Participants in this workshop will learn strategies for promoting adult development through reflective conferencing. At City-As-School, an experiential learning school in New York City, we have found reflective conferencing to be a powerful tool for goal setting, reflection and, ultimately, developmental growth on the part of teachers. We will examine the conferencing model used at City-As-School and the developmental theory that underpins it through a video analysis and text-based discussion. Participants will also have an opportunity to practice conferencing and generate ideas for using conferencing in their own schools.
While the design and implementation of personalized learning requires the full participation of all stakeholders and involves all educators in schools and central offices, the role of school leaders in shepherding this transition is crucial. In addition to serving as instructional leaders who must have a full understanding of how to support the growth and development of teachers, school leaders must also be able to successfully navigate the sometimes challenging waters associated with leading this work, requiring significant amounts of moral courage, communication skills, and strategic thinking. Through texts, reflection, case studies, and discussions, participants will explore leadership mindfully.
The James Baldwin School was founded on a belief that teachers and administrators would make decisions together. Scaling that up as the faculty increased in number was challenging. In this workshop, participants will learn about and practice a consensus decision-making process that can help your school increase the level of participation of your staff and increase the accountability to put decisions into action. Participants will reflect on the value and challenges that come with large group consensus based decision making, explore our artifacts and protocols, and apply some of these processes towards coming to consensus around a whole school decision.
I grew up in New York City and went to public schools my entire life. I enjoy basketball, football, and baseball. I fanatically collect records, mostly 60s and 70s jazz. I am serious about coffee and I am a home brewer. And my politics are pretty left leaning.
This session will provide an opportunity to reflect on the life and legacies of CES founder Ted Sizer. John Spencer is a graduate of the Brown teacher education program from the 1980s and an historian of education who has been doing research in Ted's papers at Brown and Andover. He will briefly share some nuggets from that research, especially from the 1970s prior to the launching of the Coalition, before opening up a conversation on Ted's work and his significance within the history of school reform from the 1960s into our own time. Whether you were a colleague of Ted's or someone who knew him through his writings or work (or not much at all, and you're curious!), please join us to share and reflect on his importance for you and for American education.
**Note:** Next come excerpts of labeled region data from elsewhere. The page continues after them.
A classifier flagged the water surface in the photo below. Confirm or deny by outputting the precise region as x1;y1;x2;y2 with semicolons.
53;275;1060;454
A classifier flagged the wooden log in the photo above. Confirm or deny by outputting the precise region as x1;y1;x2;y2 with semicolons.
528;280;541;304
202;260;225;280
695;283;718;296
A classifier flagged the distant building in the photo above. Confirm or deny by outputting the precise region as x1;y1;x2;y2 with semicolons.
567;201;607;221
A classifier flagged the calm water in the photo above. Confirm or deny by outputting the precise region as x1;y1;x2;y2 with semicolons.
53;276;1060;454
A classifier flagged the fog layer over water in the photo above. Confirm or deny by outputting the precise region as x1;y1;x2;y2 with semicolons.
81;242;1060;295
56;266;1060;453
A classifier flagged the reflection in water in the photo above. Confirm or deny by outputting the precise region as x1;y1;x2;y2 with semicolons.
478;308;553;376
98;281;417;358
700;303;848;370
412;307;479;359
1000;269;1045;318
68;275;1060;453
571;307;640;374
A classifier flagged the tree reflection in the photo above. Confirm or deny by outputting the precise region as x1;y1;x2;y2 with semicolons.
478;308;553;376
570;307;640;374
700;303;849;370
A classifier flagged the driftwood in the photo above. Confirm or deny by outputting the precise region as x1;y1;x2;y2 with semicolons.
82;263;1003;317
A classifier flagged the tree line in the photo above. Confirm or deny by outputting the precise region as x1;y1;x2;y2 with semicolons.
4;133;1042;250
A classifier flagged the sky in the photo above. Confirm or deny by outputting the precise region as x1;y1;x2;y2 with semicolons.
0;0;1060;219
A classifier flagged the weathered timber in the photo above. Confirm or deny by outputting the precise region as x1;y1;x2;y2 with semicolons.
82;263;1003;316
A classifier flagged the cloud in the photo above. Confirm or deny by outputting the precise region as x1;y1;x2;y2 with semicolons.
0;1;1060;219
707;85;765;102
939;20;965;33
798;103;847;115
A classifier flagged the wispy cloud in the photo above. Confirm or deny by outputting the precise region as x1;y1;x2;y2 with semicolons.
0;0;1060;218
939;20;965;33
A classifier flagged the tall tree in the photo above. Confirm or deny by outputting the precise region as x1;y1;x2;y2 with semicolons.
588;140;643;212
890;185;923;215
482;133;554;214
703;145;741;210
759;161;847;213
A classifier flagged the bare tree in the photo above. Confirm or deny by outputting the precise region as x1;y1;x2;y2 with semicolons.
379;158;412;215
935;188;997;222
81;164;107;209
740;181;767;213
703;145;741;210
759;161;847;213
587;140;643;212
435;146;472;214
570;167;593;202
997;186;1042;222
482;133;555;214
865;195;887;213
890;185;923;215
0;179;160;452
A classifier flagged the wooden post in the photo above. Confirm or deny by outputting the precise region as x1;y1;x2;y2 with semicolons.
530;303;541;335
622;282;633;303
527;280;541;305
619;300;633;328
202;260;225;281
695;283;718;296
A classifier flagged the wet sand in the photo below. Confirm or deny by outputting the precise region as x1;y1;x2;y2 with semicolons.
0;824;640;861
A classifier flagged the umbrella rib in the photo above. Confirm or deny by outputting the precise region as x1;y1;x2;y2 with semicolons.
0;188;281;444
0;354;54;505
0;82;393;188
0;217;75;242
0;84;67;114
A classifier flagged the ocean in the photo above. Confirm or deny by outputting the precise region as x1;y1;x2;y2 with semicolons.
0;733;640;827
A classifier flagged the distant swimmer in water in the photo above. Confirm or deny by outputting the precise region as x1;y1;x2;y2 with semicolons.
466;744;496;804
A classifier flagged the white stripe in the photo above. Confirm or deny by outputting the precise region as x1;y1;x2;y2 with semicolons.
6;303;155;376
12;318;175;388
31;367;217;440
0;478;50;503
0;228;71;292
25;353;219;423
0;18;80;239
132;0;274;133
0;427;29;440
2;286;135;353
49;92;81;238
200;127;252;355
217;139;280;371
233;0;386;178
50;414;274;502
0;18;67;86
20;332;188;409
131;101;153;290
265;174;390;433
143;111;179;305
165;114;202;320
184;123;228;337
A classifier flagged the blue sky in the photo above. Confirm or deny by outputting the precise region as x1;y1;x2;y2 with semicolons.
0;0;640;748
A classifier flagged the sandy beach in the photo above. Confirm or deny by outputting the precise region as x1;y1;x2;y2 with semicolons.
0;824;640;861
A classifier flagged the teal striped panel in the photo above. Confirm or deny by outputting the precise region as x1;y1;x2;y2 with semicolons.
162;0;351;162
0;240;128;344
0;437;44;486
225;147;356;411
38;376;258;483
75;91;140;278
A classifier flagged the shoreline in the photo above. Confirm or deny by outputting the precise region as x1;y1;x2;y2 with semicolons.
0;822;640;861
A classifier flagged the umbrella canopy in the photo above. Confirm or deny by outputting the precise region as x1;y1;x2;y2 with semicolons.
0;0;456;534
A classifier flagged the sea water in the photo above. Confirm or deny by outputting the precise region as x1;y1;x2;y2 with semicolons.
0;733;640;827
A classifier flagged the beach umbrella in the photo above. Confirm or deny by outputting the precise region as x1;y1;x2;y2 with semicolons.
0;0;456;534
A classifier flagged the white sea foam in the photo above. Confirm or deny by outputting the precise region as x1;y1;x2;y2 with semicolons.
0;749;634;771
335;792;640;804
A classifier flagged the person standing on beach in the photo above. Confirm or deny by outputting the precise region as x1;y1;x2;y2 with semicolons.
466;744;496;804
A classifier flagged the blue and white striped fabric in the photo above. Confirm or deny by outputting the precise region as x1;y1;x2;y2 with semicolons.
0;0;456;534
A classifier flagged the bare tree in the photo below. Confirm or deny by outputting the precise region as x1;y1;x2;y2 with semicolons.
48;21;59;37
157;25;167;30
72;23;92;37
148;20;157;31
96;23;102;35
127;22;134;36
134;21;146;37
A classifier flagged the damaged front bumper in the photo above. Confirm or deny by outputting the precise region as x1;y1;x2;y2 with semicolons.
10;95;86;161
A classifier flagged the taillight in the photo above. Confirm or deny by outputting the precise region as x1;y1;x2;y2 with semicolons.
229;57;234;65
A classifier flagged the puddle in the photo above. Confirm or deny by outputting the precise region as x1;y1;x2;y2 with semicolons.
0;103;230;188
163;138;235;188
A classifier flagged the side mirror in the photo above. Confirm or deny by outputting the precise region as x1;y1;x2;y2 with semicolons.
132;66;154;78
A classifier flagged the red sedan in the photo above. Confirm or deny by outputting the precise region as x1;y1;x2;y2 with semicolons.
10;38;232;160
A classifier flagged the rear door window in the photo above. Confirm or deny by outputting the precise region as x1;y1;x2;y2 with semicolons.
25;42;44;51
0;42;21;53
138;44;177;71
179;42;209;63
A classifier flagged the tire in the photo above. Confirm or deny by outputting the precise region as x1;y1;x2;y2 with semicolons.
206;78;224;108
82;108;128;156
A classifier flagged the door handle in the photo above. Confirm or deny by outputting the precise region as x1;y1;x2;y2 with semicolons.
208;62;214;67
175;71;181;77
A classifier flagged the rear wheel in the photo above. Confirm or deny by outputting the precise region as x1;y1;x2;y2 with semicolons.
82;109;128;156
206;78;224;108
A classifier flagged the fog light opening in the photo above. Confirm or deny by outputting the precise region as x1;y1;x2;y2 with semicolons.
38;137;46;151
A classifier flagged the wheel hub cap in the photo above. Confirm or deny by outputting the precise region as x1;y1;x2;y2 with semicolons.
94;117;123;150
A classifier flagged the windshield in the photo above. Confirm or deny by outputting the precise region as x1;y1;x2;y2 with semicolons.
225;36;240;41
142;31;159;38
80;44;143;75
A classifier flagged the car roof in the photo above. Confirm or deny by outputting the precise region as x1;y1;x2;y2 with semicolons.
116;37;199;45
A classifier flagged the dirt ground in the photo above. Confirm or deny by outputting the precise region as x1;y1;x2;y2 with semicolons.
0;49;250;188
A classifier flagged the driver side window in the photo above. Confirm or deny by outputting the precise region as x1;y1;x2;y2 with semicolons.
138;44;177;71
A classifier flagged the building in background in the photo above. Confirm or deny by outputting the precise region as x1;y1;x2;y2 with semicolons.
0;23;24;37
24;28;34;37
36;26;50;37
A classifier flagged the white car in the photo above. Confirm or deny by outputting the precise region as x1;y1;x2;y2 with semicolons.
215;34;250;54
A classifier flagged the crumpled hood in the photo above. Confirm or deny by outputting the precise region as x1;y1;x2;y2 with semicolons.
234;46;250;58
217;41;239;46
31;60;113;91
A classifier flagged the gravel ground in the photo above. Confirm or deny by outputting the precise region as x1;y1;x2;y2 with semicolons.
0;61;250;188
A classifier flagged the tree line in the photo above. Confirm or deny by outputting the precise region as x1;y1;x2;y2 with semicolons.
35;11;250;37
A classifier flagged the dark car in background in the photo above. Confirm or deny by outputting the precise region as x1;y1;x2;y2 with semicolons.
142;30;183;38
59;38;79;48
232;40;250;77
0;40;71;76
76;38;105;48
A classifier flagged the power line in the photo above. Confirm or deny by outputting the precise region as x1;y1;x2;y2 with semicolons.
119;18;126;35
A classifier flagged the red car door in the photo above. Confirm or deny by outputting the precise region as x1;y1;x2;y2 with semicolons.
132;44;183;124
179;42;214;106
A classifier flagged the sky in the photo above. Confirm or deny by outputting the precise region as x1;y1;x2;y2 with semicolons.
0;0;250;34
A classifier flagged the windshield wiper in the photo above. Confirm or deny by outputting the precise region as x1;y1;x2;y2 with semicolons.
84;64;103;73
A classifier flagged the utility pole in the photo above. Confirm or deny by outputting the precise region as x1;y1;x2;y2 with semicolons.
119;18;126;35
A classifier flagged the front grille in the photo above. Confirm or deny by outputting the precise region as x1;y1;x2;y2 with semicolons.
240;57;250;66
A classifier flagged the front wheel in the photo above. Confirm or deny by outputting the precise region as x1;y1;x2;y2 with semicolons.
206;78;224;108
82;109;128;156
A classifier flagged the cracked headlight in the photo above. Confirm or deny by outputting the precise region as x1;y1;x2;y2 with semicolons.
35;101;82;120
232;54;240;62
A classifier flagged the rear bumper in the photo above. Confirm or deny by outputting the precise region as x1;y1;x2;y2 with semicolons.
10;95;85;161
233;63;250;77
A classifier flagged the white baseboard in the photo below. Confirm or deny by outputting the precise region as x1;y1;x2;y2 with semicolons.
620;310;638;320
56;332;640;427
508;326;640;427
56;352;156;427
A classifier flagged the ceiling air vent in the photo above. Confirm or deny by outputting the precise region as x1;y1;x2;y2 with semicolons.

As a sophomore at Brown in 1984, I was fortunate enough to take an Education course with a newly arrived professor named Ted Sizer, who had just published *Horace's Compromise* and launched the Coalition of Essential Schools. Ted and CES quickly became my most important touchstones... Read More →
Saturday December 3, 2016 9:15am - 10:45am EST
Rotunda Room
During this session participants will have an opportunity to learn about the NYC DOE Showcase Schools initiative, a program designed to recognize, celebrate, and share innovative practices through interschool visitations. Storytelling helps frame the day, not for exhibition, but for authentic conversation around what "better" can look like in schools. The creation and sharing of school narratives helps bind schools together through collaboration to achieve a common purpose - student success. In this session participants will learn more about the importance of storytelling and the research that supports it, including how stories can anchor professional learning and provide transformational learning experiences. After hearing a powerful, emotional story from a NYC principal, participants will have the opportunity to think about how they can harness the power of storytelling for school improvement.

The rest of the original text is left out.